R.A.: Neste trabalho onde engloba muita equipa, nota-se que a Sara tem um som mais elétrico, mais electrizado, é verdade?
S.T.: Sim está mais electrizado. Eu inspirei-me quer no som urbano dos dias de hoje mas também a ir pesquisar isso, a deixar-me contaminar pelo som actual, pelos sons que a minha sobrinha ouve. Eu tenho pessoas mais jovens em casa que me vêm sempre mostrar “tia ouve lá isto, ouve lá isto” e eu tipo “é muito bom”, ou oiço qualquer coisa na rádio e estou com pessoas mais jovens ao lado e pergunto “ o quê é que é isto?” e eu fico a gostar muito, e a sentir uma vitalidade incrível porque acho que os jovens com a facilidade que têm de ter acesso aos computadores, às novas tecnologias deram uma facilidade, deram um poderamento ao jovens de fazer música com mais facilidade. Eles não dependem de editoras, nem de estúdios nem de nada nem de managers. Então ainda fui pesquisar mais e encontrei sons muito parecidos aos sons retros dos anos 70, 60 e então o mundo dá voltas e voltas e inspirei-me nessa cena. Fui fazer homenagem com som urbano. Também antigamente nos sons, principalmente de Cabo Verde, e de Angola, havia esse mesmo som urbano com as guitarras, com os teclados.

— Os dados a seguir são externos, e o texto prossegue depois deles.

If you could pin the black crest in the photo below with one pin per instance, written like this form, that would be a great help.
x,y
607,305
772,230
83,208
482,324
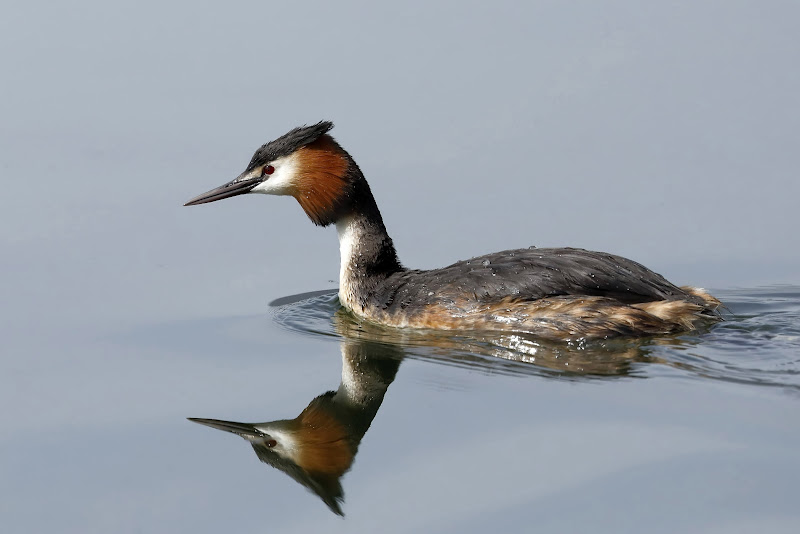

R.A.: Como recebeu a nomeação para o Grammy Latino?
S.T.: Quando me deram a notícia fiquei surpresa porque, lá está, quando as pessoas estão habituadas ao “Chamar a Música” levam tempo a habituar-se ao “Balancê”. O reconhecimento do “Balancê” vem só sete anos depois deste ter sido feito quando eu já estou no “Fitxadu” e o reconhecimento deste só vem um ano depois e este não foi campeão de vendas, nem passa na rádio. Então quando vem uma nomeação para os Grammys, tem um sabor bom não é mas; às vezes a vida é engraçada e é irónica porque muitas vezes no processo de se fazer as coisas, as pessoas estranham e discordam não é, de nós…”por quê é que não fazes igual ao fulano de tal?”, “fulano de tal é campeão de vendas”, “ por quê é que não copias o tal?”, “o fulano de tal tem uns refrões mais orelhudos”, “tenta fazer assim” e eu disse não, eu acredito que devo fazer assim. Ou as pessoas às vezes vêm no final do concerto dizer “por quê é que tu não cantas o Chamar a Música?”, ou “por quê é que não cantas o Longe do Mundo?” e eu não porque eu cantava isso quando tinha 15 anos; não vão pedir à Maria Armanda para cantar o “Sobe, Sobe Balão Sobe” quando ela já tem não sei quantos anos, ela não vai ficar com raquitismo e manter-se uma criança de 10 anos. As pessoas crescem, sorry mas é bom crescer, é bom as pessoas enriquecerem interior e exteriormente e é isso que o colectivo nem sempre acompanha. Às vezes as pessoas viram lendas depois de morrerem e já cá não estão para usufruírem dos louros. Os Grammys é muito bom, eu gostava de ter mais concertos no estrangeiro, eu gostava de ter mais concertos e de voltar ao Canadá.